Most recently, after deciding that the Crocker should be the ultimate home for these paintings, the Joneses added their first painting by Albert Bierstadt. It is a scene of the artist and his family picnicking near Oakland, which provides a thematic link between the Joneses’ East Coast paintings and the Crocker’s California views. Collectively, paintings in the Jones Collection communicate a spirit of American optimism, of transcendental wonderment in nature, of national abundance, and of nostalgia for ways of life that, even as the scenes were being painted, seemed already to be passing. Not only do the paintings celebrate nature with topographical accuracy, they moralize, induce piety, and appeal to viewers’ sense of nationalism by what they include or leave out. Asher B. Durand, for instance, believed that art should be representative, not just imitative, meaning that it needed to “satisfy the mind.” Two landscapes by Durand in the collection manifest his approach. Each is pastoral — the smaller limned in 1857 and the larger in 1866, shortly before and then just after the Civil War. Both include a stream flanked by trees and cows, the latter indicating that this is domesticated land, and that people cannot be far away. In the larger view, there are foreground flowers, possibly a symbol of hope in the wake of the war.
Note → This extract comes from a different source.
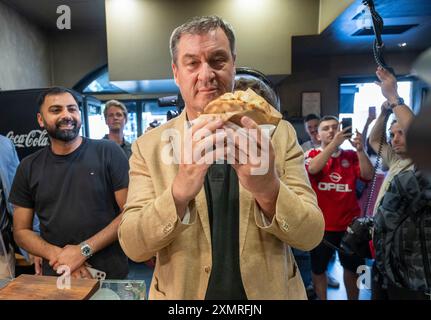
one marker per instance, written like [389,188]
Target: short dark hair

Some works in the Jones Collection blur the boundaries between landscape and genre painting; others depict scenes of everyday American life for its own sake.
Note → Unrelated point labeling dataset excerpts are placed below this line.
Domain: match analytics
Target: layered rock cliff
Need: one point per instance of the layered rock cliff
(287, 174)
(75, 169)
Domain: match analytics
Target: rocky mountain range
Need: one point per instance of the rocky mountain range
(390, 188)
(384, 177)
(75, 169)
Like Durand, most landscape artists in the first half of the century believed that humanity — or evidence of humanity — could be acceptably included in the landscape so long as it increased the communicative power of the natural scene and did not dominate the painting’s message. As the century wore on, this became increasingly true, as both artists and the public became ever-more interested in domesticated scenes.
Some works in the Jones Collection blur the boundaries between landscape and genre painting; others depict scenes of everyday American life for its own sake. As with landscapes, genre paintings had the potential to moralize, induce piety or patriotism, and evoke nostalgia. Following the Civil War, genre scenes also helped unite the country by reminding viewers of shared experiences. John Frederick Kensett’s School’s Out is both a genre and a landscape painting, including children playing outside a distant one-room schoolhouse in a landscape that is itself the primary focus. The painting manifests an American “peace, security, and happiness” that artist Thomas Cole referred to as “freedom’s offspring.”
Still-life painters, like their colleagues in other genres, also practiced a highly detailed, polished technique. They too sought to be true to nature and correspondingly strove to idealize or romanticize their paintings through a careful selection and combination of objects, their choices evidencing their faith in America and the potential of its terrain. Severin Roesen is well known for communicating the era’s optimism, and his Still Life with Fruit and Wine is bursting with produce. This is no memento mori intended to remind viewers of their mortality; it suggests just the opposite. Like other Roesen still lifes, it is, as art historian William H. Gerdts describes, “a visual expression of midcentury optimism, of God’s bounty upon the New World as a new Eden.”
American Beauty & Bounty: The Judith G. & Steaven K. Jones Collection of Nineteenth-Century Painting is on view at the Crocker from October 28, 2018, to January 27, 2019.